You want these to be identical for each conformance, right? @Slava_Pestov explained why they would be distinct types for each conformance because they would capture Self if they were type declarations instead of typealiases.

Could a tastefully placed underscore be used to indicate not capturing generic context?

I have tweaked the type checker to allow that. I have also tweaked getContextSubstitutions() to substitute the types, although I am not sure if I have done that correctly.

protocol A {
  struct B {}
}

Inside IRGen, dumping the struct gives:

struct_decl range=[/Users/suyashsrijan/Desktop/test.swift:2:3 - line:2:13] "B" interface type='A.B.Type' access=internal non-resilient
  (constructor_decl implicit range=[/Users/suyashsrijan/Desktop/test.swift:2:10 - line:2:10] "init()" interface type='<Self where Self : A> (A.B.Type) -> () -> A.B' access=internal designated
    (parameter "self" interface type='A.B' inout)
    (parameter_list)
    (brace_stmt implicit
      (return_stmt implicit))))

I have also put emitNestedTypeDecls(protocol->getMembers()) inside emitProtocolDecl, however it has trouble emitting the metadata for the struct (crashes in type converter). If you change the struct to a class, then the crash is in useConformance (because the protocol conformance ref is invalid).

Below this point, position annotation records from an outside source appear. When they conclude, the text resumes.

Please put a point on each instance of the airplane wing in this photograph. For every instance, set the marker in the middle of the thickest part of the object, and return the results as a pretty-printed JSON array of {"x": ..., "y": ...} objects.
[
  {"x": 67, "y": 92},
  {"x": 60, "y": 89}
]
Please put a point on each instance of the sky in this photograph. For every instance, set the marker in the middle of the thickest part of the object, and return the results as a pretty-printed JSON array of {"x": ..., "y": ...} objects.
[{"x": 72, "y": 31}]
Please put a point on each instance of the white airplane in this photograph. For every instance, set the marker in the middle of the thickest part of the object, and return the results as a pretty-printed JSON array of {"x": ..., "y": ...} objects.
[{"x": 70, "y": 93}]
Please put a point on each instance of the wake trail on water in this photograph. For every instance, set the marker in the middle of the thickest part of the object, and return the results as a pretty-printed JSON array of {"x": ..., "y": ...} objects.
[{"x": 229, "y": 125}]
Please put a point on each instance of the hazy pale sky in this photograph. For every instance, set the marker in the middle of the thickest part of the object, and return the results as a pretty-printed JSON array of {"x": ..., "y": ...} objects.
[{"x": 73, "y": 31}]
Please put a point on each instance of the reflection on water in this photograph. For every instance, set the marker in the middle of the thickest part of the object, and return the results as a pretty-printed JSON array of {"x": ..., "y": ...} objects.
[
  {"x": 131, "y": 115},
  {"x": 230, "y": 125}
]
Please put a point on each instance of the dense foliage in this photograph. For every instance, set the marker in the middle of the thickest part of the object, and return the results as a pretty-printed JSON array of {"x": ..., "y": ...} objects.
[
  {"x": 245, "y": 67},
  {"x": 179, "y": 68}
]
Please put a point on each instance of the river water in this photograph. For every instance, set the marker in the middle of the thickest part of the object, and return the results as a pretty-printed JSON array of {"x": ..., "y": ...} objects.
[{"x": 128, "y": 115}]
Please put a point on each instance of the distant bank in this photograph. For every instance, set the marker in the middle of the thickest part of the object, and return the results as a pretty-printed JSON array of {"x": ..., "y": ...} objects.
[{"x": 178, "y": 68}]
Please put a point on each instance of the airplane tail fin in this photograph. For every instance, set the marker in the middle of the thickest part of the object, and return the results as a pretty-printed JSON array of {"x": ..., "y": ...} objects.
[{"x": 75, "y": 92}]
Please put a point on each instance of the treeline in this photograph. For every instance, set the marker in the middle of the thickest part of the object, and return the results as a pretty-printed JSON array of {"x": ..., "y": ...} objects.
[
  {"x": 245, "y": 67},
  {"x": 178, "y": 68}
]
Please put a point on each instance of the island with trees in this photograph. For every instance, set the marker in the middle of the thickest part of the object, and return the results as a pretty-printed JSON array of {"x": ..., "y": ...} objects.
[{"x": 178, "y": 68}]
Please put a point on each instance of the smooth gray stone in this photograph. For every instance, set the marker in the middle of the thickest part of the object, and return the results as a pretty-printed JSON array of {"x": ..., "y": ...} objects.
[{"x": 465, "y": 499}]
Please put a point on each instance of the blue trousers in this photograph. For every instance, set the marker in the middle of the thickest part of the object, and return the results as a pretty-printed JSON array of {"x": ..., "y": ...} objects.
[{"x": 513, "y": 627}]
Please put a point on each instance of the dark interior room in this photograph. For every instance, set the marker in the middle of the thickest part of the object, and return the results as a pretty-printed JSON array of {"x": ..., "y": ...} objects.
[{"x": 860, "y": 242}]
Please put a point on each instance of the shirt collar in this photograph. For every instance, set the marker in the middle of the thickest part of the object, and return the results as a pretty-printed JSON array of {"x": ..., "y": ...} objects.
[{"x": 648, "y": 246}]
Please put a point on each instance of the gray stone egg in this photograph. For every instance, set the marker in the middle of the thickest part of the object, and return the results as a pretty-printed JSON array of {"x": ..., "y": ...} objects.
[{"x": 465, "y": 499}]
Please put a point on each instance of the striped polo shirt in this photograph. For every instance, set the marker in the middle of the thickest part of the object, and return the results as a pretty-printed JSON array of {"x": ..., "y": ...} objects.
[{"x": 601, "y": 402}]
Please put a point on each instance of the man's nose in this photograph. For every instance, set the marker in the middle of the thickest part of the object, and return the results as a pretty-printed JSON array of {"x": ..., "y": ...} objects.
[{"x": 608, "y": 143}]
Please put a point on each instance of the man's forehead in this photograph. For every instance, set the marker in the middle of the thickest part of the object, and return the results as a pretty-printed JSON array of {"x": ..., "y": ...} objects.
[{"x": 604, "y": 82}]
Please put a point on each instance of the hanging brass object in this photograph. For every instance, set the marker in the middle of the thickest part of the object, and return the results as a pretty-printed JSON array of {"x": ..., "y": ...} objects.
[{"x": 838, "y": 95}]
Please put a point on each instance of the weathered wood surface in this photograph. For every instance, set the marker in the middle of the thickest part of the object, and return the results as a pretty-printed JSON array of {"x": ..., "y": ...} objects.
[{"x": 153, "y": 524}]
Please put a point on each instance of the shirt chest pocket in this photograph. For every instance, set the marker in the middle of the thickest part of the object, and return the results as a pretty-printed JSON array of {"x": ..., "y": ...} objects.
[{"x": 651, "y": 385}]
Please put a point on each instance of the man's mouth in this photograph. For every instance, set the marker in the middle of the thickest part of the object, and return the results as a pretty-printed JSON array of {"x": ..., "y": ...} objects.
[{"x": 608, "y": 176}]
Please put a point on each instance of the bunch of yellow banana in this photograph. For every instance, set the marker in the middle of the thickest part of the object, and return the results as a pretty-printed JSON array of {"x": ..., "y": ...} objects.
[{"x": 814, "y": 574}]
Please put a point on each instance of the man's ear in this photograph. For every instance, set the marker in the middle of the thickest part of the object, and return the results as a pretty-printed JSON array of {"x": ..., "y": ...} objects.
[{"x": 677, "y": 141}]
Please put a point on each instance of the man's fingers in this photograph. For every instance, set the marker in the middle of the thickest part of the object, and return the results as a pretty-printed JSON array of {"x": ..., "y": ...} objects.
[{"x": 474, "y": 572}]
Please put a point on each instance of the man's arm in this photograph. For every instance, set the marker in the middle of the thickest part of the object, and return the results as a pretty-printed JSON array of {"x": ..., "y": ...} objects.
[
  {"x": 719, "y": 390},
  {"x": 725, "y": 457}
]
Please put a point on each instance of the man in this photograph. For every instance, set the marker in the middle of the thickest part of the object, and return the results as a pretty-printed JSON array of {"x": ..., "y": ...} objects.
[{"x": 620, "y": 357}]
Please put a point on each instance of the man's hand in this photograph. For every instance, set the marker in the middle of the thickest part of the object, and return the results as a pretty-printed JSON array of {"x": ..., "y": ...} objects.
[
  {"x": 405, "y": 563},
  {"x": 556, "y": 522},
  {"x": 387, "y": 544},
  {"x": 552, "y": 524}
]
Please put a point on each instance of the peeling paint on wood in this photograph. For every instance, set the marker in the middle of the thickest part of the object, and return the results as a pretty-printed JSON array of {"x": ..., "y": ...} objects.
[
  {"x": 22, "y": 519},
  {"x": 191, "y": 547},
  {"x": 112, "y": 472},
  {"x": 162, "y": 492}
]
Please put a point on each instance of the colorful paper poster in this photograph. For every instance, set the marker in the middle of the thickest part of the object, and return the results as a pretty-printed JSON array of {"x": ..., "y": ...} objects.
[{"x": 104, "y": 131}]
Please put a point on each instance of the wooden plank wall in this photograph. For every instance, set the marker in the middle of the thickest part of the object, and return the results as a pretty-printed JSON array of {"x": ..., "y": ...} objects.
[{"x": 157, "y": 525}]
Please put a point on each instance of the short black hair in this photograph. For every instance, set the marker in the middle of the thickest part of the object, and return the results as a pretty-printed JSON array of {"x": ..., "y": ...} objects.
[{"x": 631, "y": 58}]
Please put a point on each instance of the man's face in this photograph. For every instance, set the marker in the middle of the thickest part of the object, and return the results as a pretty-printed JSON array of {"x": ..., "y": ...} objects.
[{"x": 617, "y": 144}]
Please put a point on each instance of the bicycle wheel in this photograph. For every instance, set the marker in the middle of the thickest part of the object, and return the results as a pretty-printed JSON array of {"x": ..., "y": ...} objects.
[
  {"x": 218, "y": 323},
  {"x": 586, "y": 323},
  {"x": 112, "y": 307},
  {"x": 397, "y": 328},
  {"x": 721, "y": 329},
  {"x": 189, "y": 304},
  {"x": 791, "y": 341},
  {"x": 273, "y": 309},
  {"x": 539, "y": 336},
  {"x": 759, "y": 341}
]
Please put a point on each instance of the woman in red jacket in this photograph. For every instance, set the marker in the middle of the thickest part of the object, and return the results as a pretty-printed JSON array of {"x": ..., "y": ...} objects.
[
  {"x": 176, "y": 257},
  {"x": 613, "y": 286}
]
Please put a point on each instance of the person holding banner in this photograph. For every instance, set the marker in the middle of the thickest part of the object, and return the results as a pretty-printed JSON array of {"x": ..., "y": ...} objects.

Seems like I am missing something or the type substitution isn't working correctly.

The type of 'self' inside a method of A.B must not be A.B, but Self.B where Self is the outer type parameter from the protocol A. However NominalType cannot model that right now.

I think a first step would be the planned changes to unify BoundGenericNominalType and NominalType, and change BoundGenericNominalType to store a substitution map instead of an array of generic arguments together with a parent type. Then the requisite changes to handle substitutions would be trivial.